Stakeholder workshop in Chennai (Photo: N. Tajuddin)

Marcin Dabrowski teamed up with  Nilofer Tajuddin – our former Planning Complex Cities studio student and currently an associate at Resilient Cities Network – to co-write a paper looking into the challenge of building resilience in Chennai, India. The paper has been published in Open Access format in Sustainability and can be found here. It deserves attention because it brings new empirical evidence, co-created with local stakeholders in Chennai, a city which is already at the forefront of the battle with the climate change impacts, and because it connects a multi-level perspective needed to coordinate resilience action across scales to a socio-ecological perspective, emphasising the need for an increased awareness among communities and the role of local practices and conditions for building resilience from the bottom up.

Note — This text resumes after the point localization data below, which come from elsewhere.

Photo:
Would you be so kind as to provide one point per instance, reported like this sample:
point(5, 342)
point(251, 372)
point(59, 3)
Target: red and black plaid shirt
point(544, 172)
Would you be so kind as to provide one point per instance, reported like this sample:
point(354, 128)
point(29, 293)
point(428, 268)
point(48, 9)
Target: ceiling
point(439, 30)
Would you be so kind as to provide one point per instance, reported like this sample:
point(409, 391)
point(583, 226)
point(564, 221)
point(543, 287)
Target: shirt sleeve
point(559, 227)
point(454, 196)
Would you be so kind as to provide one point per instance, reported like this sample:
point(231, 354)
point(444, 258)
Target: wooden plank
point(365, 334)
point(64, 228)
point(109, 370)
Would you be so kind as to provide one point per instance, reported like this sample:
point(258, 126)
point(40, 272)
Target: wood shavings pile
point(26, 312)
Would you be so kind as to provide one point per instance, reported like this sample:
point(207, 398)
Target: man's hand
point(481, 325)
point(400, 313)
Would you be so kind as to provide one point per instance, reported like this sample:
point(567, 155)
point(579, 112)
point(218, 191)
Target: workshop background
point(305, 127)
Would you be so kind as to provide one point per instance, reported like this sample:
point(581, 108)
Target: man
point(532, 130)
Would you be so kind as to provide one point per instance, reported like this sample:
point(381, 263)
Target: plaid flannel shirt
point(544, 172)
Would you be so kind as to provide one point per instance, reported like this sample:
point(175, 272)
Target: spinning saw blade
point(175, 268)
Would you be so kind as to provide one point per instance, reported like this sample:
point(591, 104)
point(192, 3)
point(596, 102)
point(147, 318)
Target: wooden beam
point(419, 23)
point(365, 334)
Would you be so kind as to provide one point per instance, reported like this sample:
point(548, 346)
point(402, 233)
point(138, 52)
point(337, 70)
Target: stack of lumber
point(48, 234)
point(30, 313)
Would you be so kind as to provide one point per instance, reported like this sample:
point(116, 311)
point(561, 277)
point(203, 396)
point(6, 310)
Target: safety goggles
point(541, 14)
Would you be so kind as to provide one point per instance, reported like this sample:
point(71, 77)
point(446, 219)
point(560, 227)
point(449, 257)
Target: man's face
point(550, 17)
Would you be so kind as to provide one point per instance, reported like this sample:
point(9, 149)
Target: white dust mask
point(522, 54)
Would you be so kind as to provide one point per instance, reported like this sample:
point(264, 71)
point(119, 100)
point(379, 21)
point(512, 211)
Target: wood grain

Abstract: Addressing climate change adaptation in the cities of the Global South is crucial as they are the most at risk and, arguably, the least capable of coping with it due to their rapid expansion, informal development, and limited institutional capacity. This paper explores this challenge in the case of Chennai, India, a city which, in recent years, has faced several climate related disasters, including floods. Building on an innovative combination of research methods (policy documents analysis, stakeholder interviews, and a community workshop), the study analyses the barriers and explores potentials for operationalising socio-ecological resilience in Chennai in the face of an ongoing conflict between rapid urbanisation and the natural water system, compromising the region’s hydrological capacity and resilience to flooding. In particular, drawing on the notion of evolutionary resilience and multi-level approach, the paper investigates (1) the scope for developing an integrated vision for resilience of the Chennai region (macro level); (2) the presence and the capacity of institutions to connect the different stakeholders and mediate their interests (meso level); and (3) the barriers and potentials developing local adaptation strategies in a bottom-up manner (micro level). The study sheds light on the under-researched issue of socio-ecological resilience in Chennai, while identifying potentials for implementing it through a combination of top down and bottom-up approaches, which in turn provides useful lessons for planning for resilience in other cities in the Global South.

Enjoy reading!

Shrinking of the Pallikaranai Wetlands—Left September 2002, Right September 2016. Source: Google Earth

Tajuddin, N., & Dąbrowski, M. (2021). Enabling Socio-Ecological Resilience in the Global South: Insights from Chennai, India. Sustainability13(19), 10522.